Il est préférable que l’individu demeure dans sa supposée différence : tel est son droit. Cette dérive remet en cause l’existence du pluralisme. Je n ‘inscris pas ma fille au voyage scolaire pour raisons religieuses, je refuse de serrer la main à cette directrice parce qu’elle est une femme, je ne reconnais plus les normes communes de l’école, parce que je revendique mes propres normes. Mais nous pourrions percevoir dans ces bonnes intentions un racisme qui ne déclare pas : je respecte l’autre tel qu’il est, je ne veux pas qu’il change, qu’il progresse, qu’il se remette en question, qu’il croit préférable telle valeur à une autre, je respecte ses croyances, peu importe s’il pense que la terre est plate, que Jésus est aussi important que Marx, qu’il considère que l’avortement est un assassinat, que l’homme n’est pas un animal. Peu importe si dans telle culture on oblige la femme à épouser son violeur! Dans ce principe d’une bienveillance convenue, le professeur devrait-il renoncer à vouloir élever, dépayser,  émanciper ses élèves ? Devrait-il se contenter de donner un cours de citoyenneté neutre et consensuel en montrant des reportages et des films à ses élèves ? L’évitement de la contradiction et du conflit efface la volonté de se confronter, d’échanger des points de vue différents, de se dépayser : donc de se remettre en question. Pourtant, l’émancipation de tous est un principe fondamental si nous désirons défendre l’égalité à l’école. La question est de savoir si le droit à la différence prôné ne remet pas en cause l’égalité? 
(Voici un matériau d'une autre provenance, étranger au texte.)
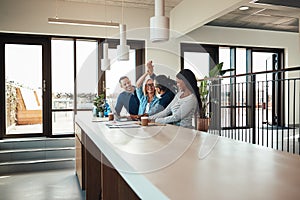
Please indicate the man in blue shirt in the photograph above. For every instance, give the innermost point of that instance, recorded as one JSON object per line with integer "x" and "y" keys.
{"x": 128, "y": 98}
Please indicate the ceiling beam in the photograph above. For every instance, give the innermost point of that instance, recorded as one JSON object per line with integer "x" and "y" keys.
{"x": 192, "y": 14}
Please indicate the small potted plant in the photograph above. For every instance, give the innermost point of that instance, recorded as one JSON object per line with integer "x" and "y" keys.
{"x": 100, "y": 105}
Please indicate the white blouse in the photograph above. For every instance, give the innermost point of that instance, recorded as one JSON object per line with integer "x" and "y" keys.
{"x": 180, "y": 111}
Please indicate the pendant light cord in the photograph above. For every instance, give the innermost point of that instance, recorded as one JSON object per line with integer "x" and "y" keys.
{"x": 56, "y": 10}
{"x": 122, "y": 11}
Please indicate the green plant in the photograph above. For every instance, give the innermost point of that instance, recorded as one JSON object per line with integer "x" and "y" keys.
{"x": 204, "y": 89}
{"x": 99, "y": 102}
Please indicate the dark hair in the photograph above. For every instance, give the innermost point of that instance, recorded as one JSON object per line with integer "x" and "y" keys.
{"x": 188, "y": 77}
{"x": 164, "y": 83}
{"x": 122, "y": 77}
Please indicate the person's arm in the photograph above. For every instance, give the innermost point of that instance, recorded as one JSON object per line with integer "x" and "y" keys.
{"x": 165, "y": 112}
{"x": 139, "y": 82}
{"x": 119, "y": 104}
{"x": 150, "y": 70}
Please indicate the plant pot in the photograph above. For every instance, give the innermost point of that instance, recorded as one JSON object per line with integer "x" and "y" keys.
{"x": 100, "y": 114}
{"x": 203, "y": 124}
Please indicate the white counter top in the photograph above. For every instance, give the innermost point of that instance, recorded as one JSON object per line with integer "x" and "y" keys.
{"x": 162, "y": 162}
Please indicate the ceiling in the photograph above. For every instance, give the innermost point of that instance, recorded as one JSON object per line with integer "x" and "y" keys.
{"x": 276, "y": 15}
{"x": 147, "y": 4}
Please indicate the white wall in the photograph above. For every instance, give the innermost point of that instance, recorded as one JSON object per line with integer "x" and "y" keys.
{"x": 30, "y": 16}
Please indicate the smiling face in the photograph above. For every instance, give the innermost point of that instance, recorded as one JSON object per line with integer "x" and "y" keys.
{"x": 125, "y": 83}
{"x": 149, "y": 87}
{"x": 180, "y": 84}
{"x": 158, "y": 90}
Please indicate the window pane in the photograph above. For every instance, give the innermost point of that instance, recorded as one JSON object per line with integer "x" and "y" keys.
{"x": 62, "y": 74}
{"x": 87, "y": 68}
{"x": 23, "y": 81}
{"x": 118, "y": 69}
{"x": 62, "y": 122}
{"x": 62, "y": 86}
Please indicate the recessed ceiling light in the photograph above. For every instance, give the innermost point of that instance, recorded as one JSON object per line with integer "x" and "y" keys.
{"x": 244, "y": 8}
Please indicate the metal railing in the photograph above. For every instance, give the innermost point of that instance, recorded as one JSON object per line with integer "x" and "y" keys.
{"x": 261, "y": 108}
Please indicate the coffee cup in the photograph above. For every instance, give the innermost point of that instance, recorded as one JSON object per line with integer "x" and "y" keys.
{"x": 110, "y": 116}
{"x": 144, "y": 121}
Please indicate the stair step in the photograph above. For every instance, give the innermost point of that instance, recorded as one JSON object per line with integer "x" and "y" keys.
{"x": 37, "y": 165}
{"x": 35, "y": 149}
{"x": 23, "y": 143}
{"x": 36, "y": 154}
{"x": 36, "y": 161}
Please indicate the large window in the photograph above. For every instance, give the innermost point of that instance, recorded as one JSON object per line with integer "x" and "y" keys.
{"x": 118, "y": 69}
{"x": 62, "y": 86}
{"x": 86, "y": 73}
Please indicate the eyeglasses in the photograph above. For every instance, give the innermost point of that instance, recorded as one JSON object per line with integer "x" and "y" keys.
{"x": 150, "y": 85}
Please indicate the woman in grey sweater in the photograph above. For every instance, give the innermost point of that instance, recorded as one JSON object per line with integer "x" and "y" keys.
{"x": 184, "y": 105}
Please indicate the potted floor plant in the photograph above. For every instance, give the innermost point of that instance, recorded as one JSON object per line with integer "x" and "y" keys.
{"x": 204, "y": 89}
{"x": 99, "y": 105}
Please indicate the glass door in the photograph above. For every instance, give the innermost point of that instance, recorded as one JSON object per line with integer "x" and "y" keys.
{"x": 24, "y": 88}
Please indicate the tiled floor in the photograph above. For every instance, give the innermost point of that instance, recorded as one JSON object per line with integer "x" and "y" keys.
{"x": 48, "y": 185}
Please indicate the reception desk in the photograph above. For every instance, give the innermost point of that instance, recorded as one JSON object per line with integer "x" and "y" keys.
{"x": 170, "y": 162}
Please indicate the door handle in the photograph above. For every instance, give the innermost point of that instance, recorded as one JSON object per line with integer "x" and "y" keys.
{"x": 44, "y": 85}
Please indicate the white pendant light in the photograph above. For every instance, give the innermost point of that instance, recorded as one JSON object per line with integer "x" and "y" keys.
{"x": 159, "y": 24}
{"x": 123, "y": 48}
{"x": 105, "y": 62}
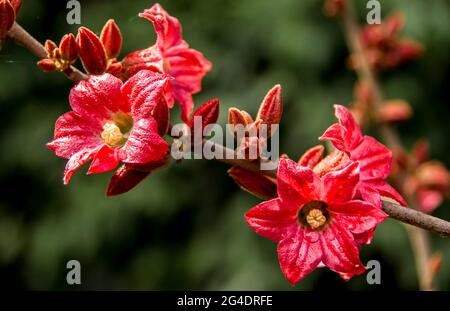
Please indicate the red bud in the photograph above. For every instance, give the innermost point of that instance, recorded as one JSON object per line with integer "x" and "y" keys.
{"x": 420, "y": 151}
{"x": 91, "y": 51}
{"x": 254, "y": 183}
{"x": 271, "y": 108}
{"x": 209, "y": 112}
{"x": 312, "y": 156}
{"x": 236, "y": 116}
{"x": 7, "y": 18}
{"x": 111, "y": 39}
{"x": 68, "y": 47}
{"x": 47, "y": 65}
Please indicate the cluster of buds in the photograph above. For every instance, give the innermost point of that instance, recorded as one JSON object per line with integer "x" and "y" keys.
{"x": 427, "y": 180}
{"x": 383, "y": 47}
{"x": 59, "y": 58}
{"x": 98, "y": 55}
{"x": 9, "y": 9}
{"x": 392, "y": 110}
{"x": 253, "y": 141}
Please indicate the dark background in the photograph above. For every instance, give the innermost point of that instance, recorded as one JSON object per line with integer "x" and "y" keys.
{"x": 183, "y": 228}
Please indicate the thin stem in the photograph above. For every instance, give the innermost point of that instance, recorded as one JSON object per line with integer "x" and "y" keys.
{"x": 419, "y": 239}
{"x": 23, "y": 38}
{"x": 393, "y": 209}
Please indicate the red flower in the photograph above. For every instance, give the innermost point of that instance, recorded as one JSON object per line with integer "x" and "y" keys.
{"x": 315, "y": 220}
{"x": 171, "y": 55}
{"x": 374, "y": 158}
{"x": 111, "y": 122}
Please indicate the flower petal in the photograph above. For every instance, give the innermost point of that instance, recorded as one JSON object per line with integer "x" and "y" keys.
{"x": 357, "y": 216}
{"x": 296, "y": 184}
{"x": 340, "y": 186}
{"x": 271, "y": 220}
{"x": 97, "y": 98}
{"x": 105, "y": 160}
{"x": 312, "y": 156}
{"x": 74, "y": 134}
{"x": 383, "y": 189}
{"x": 143, "y": 91}
{"x": 346, "y": 135}
{"x": 298, "y": 256}
{"x": 144, "y": 144}
{"x": 340, "y": 250}
{"x": 76, "y": 161}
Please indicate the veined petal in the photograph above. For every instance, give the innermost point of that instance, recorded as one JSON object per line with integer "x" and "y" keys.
{"x": 312, "y": 156}
{"x": 105, "y": 159}
{"x": 296, "y": 184}
{"x": 74, "y": 134}
{"x": 298, "y": 256}
{"x": 188, "y": 66}
{"x": 384, "y": 189}
{"x": 374, "y": 158}
{"x": 357, "y": 216}
{"x": 271, "y": 220}
{"x": 340, "y": 186}
{"x": 143, "y": 91}
{"x": 144, "y": 144}
{"x": 352, "y": 134}
{"x": 340, "y": 250}
{"x": 97, "y": 98}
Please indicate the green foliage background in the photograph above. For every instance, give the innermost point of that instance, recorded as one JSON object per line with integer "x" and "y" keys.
{"x": 183, "y": 228}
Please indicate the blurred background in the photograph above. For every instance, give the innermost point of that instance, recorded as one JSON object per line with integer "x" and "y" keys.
{"x": 183, "y": 228}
Mais surtout n’est-ce pas aussi un vide au niveau des valeurs à proposer qui est interpellant? Il est facile de critiquer les valeurs présentes ailleurs que nous pourrions considérer comme barbares alors que des affiches publicitaires traitent les femmes comme de simples objets à consommer. Quand à l’école compte seule la performance par les points par des épreuves de plus en plus uniformes et utilitaristes! C’est donc avant tout à l’école qu’il faut retrouver le sens du collectif, le sens de l’universel, le sens des normes communes. Oserait-on encore parler d'un bien commun à envisager ensemble alors que l’individu est roi? Si chaque élève doit être mis au centre de l’apprentissage avec des unités d’apprentissage adaptées à ses besoins spécifiques comment alors encourager le goût de l’émancipation collective? Si chaque enfant est vu comme seul apprenant pour exécuter des tâches individuelles, où se trouve la nécessité de la socialisation?  Il est curieux qu'on encourage l'utilisation de la technologie, les tablettes, les tableaux interactifs dans les écoles dites à discrimination positive au public dit défavorisé. Steve Jobs ne donnait pourtant pas ses écrans à ses enfants. Comment un enfant peut-il se développer au niveau sensoriel s'il ne va plus à la rencontre des autres? Si bien qu'heureusement, il est encore des professeurs qui prouvent à leurs élèves que tenir un livre en main demeure une expérience différente quela lecture sur écran.